Keeseekoose First Nation
- People: Saulteaux
- Treaty: Treaty 4
- Headquarters: Kamsack
- Province: Saskatchewan

Land
- Main reserve: Keeseekoose 66
- Reserve: Keeseekoose 66A-66ST04
- Land area: 79.554 km^{2} (30.716 sq mi)

Population (2019)
- On reserve: 711
- Off reserve: 1814
- Total population: 2525

Government
- Chief: Alvin Musqua Jr.
- Council: Henry Keshane; Beverly Keshane; Nicole Quewezance; Dustin Musqua; Glen Kitchemonia; Lyndon Musqua; Lorenz Keshane; Clarisse Straightnose; Ambrose Musqua; Kevin Musqua; Craig Straightnose; Jamie Brass;

Tribal Council
- Yorkton Tribal Administration Tribal Chief Isabelle O'Soup

Website
- keeseekoose.com

= Keeseekoose First Nation =

Band government

The Keeseekoose First Nation (Giizhigoons Anishinaabeg) is a Saulteaux band government located in Kamsack, Saskatchewan. The band is named for Chief Kiishikouse (kîšîkôns, Giizhigoons, "little sky"), who signed an adhesion to Treaty 4 at Swan Lake, Manitoba in 1875. Flooding on the band's Manitoba reserve forced a relocation to the band's current location, adjacent to the Cote First Nation reserve. Those who stayed in Manitoba are today known as the Pine Creek First Nation.
The current population is approximately 2750 people, with the majority living abroad and in urban centers across Canada.

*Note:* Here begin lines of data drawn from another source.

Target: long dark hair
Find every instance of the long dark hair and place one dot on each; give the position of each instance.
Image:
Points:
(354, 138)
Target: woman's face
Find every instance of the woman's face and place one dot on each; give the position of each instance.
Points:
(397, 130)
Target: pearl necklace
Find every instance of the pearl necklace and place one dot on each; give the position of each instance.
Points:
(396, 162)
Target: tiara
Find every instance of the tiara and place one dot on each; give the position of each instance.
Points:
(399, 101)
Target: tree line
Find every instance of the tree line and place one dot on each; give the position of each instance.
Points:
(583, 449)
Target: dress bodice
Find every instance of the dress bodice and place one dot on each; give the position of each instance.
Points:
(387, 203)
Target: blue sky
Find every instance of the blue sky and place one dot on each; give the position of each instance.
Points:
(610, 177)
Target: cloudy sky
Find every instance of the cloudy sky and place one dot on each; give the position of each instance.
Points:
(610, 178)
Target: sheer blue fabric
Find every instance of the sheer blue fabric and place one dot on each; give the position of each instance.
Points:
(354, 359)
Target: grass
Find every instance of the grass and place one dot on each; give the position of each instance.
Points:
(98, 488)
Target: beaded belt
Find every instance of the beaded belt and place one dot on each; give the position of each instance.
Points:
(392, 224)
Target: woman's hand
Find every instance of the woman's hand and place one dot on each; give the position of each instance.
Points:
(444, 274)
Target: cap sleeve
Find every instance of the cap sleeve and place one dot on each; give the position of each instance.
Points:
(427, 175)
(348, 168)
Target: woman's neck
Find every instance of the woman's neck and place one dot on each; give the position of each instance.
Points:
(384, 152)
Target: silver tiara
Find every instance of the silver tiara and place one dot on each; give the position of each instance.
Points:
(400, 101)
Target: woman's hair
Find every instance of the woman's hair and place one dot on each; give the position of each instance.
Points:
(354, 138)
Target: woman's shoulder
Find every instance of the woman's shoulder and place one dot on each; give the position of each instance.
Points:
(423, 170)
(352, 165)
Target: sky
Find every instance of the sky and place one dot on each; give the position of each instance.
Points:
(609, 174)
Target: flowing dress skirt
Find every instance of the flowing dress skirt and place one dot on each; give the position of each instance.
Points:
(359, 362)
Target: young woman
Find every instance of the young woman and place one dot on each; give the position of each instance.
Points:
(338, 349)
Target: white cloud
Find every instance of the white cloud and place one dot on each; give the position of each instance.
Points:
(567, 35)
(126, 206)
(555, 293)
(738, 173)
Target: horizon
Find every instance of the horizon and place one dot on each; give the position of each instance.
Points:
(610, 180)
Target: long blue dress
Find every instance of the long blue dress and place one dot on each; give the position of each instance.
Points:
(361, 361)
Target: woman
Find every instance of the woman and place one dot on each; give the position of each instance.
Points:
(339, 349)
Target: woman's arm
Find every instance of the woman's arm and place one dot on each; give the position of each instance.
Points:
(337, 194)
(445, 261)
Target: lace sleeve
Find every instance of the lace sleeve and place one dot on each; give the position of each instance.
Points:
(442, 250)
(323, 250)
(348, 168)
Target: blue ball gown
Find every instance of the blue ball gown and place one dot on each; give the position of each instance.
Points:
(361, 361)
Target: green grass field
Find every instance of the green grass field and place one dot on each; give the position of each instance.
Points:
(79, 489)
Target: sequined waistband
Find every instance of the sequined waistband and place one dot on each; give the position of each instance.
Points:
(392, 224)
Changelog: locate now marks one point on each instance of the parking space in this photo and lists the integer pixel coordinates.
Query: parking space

Keeseekoose is well known for producing strong talent in junior and senior hockey. One notable hockey player between 1950 and 1960 was Leonard Ketchemonia, who has earned many accolades throughout his career . In golf, Ashley Straightnose is also notable in Saskatchewan and other parts of western Canada.

== Reserves ==

The Keeseekoose First Nation has 24 reserves and shares the Treaty Four Reserve Grounds 77 with many other Treaty Four First Nations. Total on-reserve population is 679 and off-reserve population is 1,564, making the total population 2,243. When including the Cote First Nations with whom they share the same reserve, the total population is 5,726. The area covered by the Keeseekoose Reserves is 8,475 hectares (20,942 acres). When including the Cote, the area increases to near 41,000 acres or 16,567 hectares.

== History ==

Originally, the Keeseekoose Saulteaux people lived on the plains of Manitoba and probably the forest to the north. Their food supply was largely buffalo, from which pemmican was prepared. They also hunted the forest for deer, moose and other wild game. They probably harvested the wild rice that grew on the waterways of Manitoba, and was probably one of their major food sources. Chief Keeseekoose saw that his subjects were going hungry in the early 1870s and put their welfare first and signed treaty four on September 15, 1874. While half of the people wanted to fish and hunt, the others wanted to farm and ranch. This prompted a decision from Chief Kisickonse after the Swan River First Nation of Manitoba was established. Under the leadership of Chief Kisickonse and after Treaty Four was signed, many of the tribe relocated to the present location where the land is more suitable for farming and ranching.